文章目錄

Before You Start:
- 什麼是dialated convolutions？
- 什麼是NER?
- 為什麼文本處理可以使用CNN?
整體架構
- input data
- embedding layer
- dialated convolution layer or Bilstm
- - Bilstm
  - dilated convolution layer
- projection layer
- - dilated convolution 分類
  - bilstm 分類
- loss layer
标記資料，資料預處理
- 原始資料
- 标記資料
- 準備jieba,建立标記的字典
- 開始标記資料,打标記的同時，把資料分成３組，用于train,validation,test,最終得到的是IOB格式的标簽
- 将IOB格式的标簽轉化成IOBES格式

Before You Start:

什麼是dialated convolutions？

CNN 是新的feature map上一個點舊的feature map上一個filter windows上的總結（作了pooling)，pooling就是在做下采樣，feature map不斷縮小，也就是resolution不斷衰減，可以了解為擷取receptive field犧牲了resolution，站得高看得遠但是看不清楚細節了。pooling是導緻resolution衰減的原因。

為了不丢失細節，去掉pooling，但是去掉pooling會導緻receptive field變小（這裡是相比較加pooling的情況），這裡就加入dialated處理，dialated即為filter windows内部的間隔，加入filter window本來３×３，看到９個點，這９個點是挨着的正方形９個點，當dialated＝２時，也是看到９個點，但是９個點之前是挨着的，現在變成每個點中間間隔了一個點，也就是視野變成了７×７。

dialated convolutions一般用于擴大receptive field。

什麼是NER?

Named entity recongnition: 命名實體識别，就是把一篇文章的專有名詞識别出來。對比圖像，圖像是把圖中物體識别出來，這裡是把一段話裡面的實體識别出來。

為什麼文本處理可以使用CNN?

從感受野的角度：處理文本就是要看上下文，filter windows就是１×N的視窗，N就是看到的字的數字，每個字的feature_dim就是filter windows　的channels。

整體架構

input data

即為标記的文本，具體而言：一個batch有四個次元，分割的原文，原文對應的int，标記的實體長度(0,1,2,3)，原文對應的标簽。

_, chars, segs, tags = batch

chars, segs, 訓練會用到，tags計算loss會用到。

embedding layer

chars, segs分别通過一個embedding layer然後将兩者的feature拼接起來(100+20)為最後的feature map。
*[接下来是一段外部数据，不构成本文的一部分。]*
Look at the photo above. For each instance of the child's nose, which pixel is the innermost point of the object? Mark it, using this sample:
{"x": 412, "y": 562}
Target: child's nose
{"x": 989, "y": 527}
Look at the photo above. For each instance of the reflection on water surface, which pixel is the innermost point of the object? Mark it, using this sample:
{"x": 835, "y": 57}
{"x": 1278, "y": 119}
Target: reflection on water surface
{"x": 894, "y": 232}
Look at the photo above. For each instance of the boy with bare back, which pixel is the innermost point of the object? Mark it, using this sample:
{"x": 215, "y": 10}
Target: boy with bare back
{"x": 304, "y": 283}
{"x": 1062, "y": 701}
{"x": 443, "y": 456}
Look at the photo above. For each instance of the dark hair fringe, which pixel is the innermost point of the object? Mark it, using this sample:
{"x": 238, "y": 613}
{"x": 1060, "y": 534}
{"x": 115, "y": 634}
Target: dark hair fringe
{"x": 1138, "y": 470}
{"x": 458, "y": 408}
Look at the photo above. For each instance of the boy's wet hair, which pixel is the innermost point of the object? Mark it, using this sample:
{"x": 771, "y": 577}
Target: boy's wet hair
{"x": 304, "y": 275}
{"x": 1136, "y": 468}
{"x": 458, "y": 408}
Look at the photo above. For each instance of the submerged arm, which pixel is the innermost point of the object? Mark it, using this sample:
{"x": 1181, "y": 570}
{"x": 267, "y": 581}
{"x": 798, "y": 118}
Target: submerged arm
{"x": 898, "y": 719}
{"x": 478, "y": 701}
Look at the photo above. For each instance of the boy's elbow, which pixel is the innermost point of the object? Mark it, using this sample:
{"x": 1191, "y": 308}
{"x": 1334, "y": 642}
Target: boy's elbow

def embedding_layer(self, char_inputs, seg_inputs, config, name=None):
        """
        :param char_inputs: one-hot encoding of sentence
        :param seg_inputs: segmentation feature
        :param config: wither use segmentation feature
        :return: [1, num_steps, embedding size], 
        """
        #高:3 血:22 糖:23 和:24 高:3 血:22 壓:25 char_inputs=[3,22,23,24,3,22,25]
        #高血糖 和 高血壓 seg_inputs 高血糖=[1,2,3] 和=[0] 高血壓=[1,2,3]  seg_inputs=[1,2,3,0,1,2,3]
        embedding = []
        self.char_inputs_test=char_inputs
        self.seg_inputs_test=seg_inputs
        with tf.variable_scope("char_embedding" if not name else name), tf.device('/cpu:0'):
            self.char_lookup = tf.get_variable(
                    name="char_embedding",
                    shape=[self.num_chars, self.char_dim],
                    initializer=self.initializer)
            #輸入char_inputs='常' 對應的字典的索引/編号/value為：8
            #self.char_lookup=[2677*100]的向量，char_inputs字對應在字典的索引/編号/key=[1]
            embedding.append(tf.nn.embedding_lookup(self.char_lookup, char_inputs))
            #self.embedding1.append(tf.nn.embedding_lookup(self.char_lookup, char_inputs))
            if config["seg_dim"]:
                with tf.variable_scope("seg_embedding"), tf.device('/cpu:0'):
                    self.seg_lookup = tf.get_variable(
                        name="seg_embedding",
                        #shape=[4*20]
                        shape=[self.num_segs, self.seg_dim],
                        initializer=self.initializer)
                    embedding.append(tf.nn.embedding_lookup(self.seg_lookup, seg_inputs))
            embed = tf.concat(embedding, axis=-1)
        self.embed_test=embed
        self.embedding_test=embedding
        return embed

dialated convolution layer or Bilstm

Bilstm

def biLSTM_layer(self, model_inputs, lstm_dim, lengths, name=None):
        """
        :param lstm_inputs: [batch_size, num_steps, emb_size]
        :return: [batch_size, num_steps, 2*lstm_dim]
        """
        with tf.variable_scope("char_BiLSTM" if not name else name):
            lstm_cell = {}
            for direction in ["forward", "backward"]:
                with tf.variable_scope(direction):
                    lstm_cell[direction] = tf.contrib.rnn.CoupledInputForgetGateLSTMCell(
                        lstm_dim,
                        use_peepholes=True,
                        initializer=self.initializer,
                        state_is_tuple=True)
            outputs, final_states = tf.nn.bidirectional_dynamic_rnn(
                lstm_cell["forward"],
                lstm_cell["backward"],
                model_inputs,
                dtype=tf.float32,
                sequence_length=lengths)
        return tf.concat(outputs, axis=2)

dilated convolution layer

輸入的形狀：[第x段話，1,視窗看多少個word,每個字的feature_dim]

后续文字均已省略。